We have 13066lines of:

30.03.2015 09:41:05.157 *WARN* [FelixStartLevel] org.apache.jackrabbit.oak.plugins.segment.file.TarReader Invalid entry checksum at offset 0 in tar file /opt/aem/crx-quickstart/repository/segmentstore/data00204a.tar, skipping...

(the bits in red change with each message.  These run for 25 seconds so that can’t be the direct cause of the delay.

We also have 129lines of the format:

30.03.2015 09:41:31.885 *WARN* [FelixStartLevel] org.apache.jackrabbit.oak.plugins.segment.file.TarReader Invalid graph metadata in tar file /opt/aem/crx-quickstart/repository/segmentstore/data00203b.tar

Is there any cleanup jobs we need to perform on our Production Publisher instances? Is something gets loaded over time in AEM instance, which we need to cleanup periodically?

Any help in this regard is really helpfull.

Thanks

This post is no longer active and is closed to new replies. Need help? Start a new post to ask your question.
Best answer by Runal_Trivedi

then I would suggest take the repository backup and re-index the repository, I am not 100% sure but it might fix your TAR related issues, follow the article to re-index your Repo - http://www.wemblog.com/2011/12/how-to-rebuild-index-in-cq5-wem.html

- Runal

10 replies

sudheeras
October 16, 2015

It seems you have corrupted content (TAR files) in the repository due to some reason. The errors you have mentioned gives the clue that "data00204a.tar" and "data00203b.tar"  are not properly readable.

joerghoh
Adobe Employee
Adobe Employee
October 16, 2015

I agree to @ShamHC and @bsloki: Please raise a daycare ticket and provide the relevant data like:

  • log files
  • the config zip from the OSGI console
  • Version number plus hotfixes/servicepacks applied.

I thinnk, that this forum is not the right place to support you and analyze any production problems. That's what support is for.

kind regards,
Jörg

Sham_HC
Level 10
October 16, 2015

This needs some deep analysis.  File a daycare ticket & in that attach thread dumps, log files, profiler output.  For now try with [1]

https://helpx.adobe.com/experience-manager/kb/prevent-rapid-repository-growth-caused-by-linkchecker-in-aem-6.html

October 16, 2015

Hi Guys ,

I tried the below solution but no change, But updatig sp2 update has worked and improved the behaviour.

Is that the reason? What is the code reason for our AEM instance is taking such long to come up?

Runal_Trivedi
Level 6
October 16, 2015

and I assume your server administrators have been running TAR optimization regularly, the invalid reference errors in TAR should get removed once you have run TAR optimization. If you have not already tried, I would advice try it once and see if it reduces your start time or not.

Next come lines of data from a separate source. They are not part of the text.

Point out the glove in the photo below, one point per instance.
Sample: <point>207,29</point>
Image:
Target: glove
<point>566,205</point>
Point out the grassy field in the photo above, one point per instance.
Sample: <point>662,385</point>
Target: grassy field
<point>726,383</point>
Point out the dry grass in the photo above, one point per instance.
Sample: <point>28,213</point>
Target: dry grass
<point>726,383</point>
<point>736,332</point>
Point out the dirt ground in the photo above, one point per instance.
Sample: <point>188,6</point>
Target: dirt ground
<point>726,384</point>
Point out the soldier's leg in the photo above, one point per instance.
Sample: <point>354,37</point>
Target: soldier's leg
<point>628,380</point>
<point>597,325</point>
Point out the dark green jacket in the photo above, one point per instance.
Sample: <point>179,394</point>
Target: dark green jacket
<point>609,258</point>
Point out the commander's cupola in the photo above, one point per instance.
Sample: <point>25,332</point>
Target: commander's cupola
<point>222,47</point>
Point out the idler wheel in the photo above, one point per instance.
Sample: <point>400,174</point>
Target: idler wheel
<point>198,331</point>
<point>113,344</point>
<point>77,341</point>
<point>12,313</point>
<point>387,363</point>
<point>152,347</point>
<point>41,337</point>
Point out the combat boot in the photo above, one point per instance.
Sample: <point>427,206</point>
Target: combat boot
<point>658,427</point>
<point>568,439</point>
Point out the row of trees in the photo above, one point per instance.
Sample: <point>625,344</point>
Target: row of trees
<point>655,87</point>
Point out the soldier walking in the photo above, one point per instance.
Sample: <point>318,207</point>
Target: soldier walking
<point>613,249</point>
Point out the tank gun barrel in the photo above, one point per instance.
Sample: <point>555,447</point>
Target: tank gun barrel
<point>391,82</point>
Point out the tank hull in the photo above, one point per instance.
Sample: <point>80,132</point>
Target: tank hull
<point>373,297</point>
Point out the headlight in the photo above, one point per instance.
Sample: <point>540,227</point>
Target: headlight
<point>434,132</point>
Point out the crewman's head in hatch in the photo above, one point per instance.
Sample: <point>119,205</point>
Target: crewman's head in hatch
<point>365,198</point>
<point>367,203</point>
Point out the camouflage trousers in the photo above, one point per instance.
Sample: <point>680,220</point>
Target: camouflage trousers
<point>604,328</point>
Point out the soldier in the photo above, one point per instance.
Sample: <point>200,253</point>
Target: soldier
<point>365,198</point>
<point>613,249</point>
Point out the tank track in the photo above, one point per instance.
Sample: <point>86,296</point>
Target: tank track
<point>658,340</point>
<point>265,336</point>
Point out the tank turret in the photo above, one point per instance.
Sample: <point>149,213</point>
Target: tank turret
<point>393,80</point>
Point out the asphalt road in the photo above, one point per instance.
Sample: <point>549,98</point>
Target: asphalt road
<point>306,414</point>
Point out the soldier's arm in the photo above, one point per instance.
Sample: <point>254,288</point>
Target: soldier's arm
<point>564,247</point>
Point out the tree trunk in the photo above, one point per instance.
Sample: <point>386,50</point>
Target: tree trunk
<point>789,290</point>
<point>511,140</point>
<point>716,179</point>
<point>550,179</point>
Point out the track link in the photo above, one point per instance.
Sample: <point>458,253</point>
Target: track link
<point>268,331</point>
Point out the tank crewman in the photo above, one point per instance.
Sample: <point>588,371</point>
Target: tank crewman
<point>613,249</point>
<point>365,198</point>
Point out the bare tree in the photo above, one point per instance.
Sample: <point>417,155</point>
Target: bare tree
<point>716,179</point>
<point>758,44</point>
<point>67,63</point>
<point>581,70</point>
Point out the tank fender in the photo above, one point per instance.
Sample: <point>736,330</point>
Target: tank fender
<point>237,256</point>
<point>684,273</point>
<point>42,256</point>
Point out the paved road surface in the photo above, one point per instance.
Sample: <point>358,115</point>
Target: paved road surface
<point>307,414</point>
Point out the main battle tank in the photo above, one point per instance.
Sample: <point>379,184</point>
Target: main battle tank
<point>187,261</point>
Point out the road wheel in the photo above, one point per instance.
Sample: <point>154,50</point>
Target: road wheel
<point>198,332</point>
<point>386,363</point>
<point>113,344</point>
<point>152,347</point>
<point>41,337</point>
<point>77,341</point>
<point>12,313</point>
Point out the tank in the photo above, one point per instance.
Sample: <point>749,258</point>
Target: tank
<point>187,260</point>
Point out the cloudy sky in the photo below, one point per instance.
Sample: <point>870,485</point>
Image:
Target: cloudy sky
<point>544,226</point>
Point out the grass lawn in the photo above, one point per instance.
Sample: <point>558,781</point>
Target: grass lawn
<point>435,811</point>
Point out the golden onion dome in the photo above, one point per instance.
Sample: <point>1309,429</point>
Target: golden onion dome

Go through following link to know more on performance tuning and optimization:

http://docs.adobe.com/docs/en/cq/5-6-1/core/administering/persistence_managers.html#Optimizing%20Tar%20Files

https://helpx.adobe.com/experience-manager/kb/performancetuningtips.html

http://docs.adobe.com/docs/en/cq/5-6-1/deploying/monitoring_and_maintaining.html#Monitoring%20Performance

October 16, 2015

Thanks Sham.

Can apply the Link checker  fixes in our staging environment directly ?

I could also observer the message in some of the trace logs for our website , "Has reach maximum limit of 500 for twitter links", "Has reach maximum limit of 500 for facebook links" and also "Has reach maximum limit of 500 for Google plus links" etc

So is this also a major cause for our production server restart delays?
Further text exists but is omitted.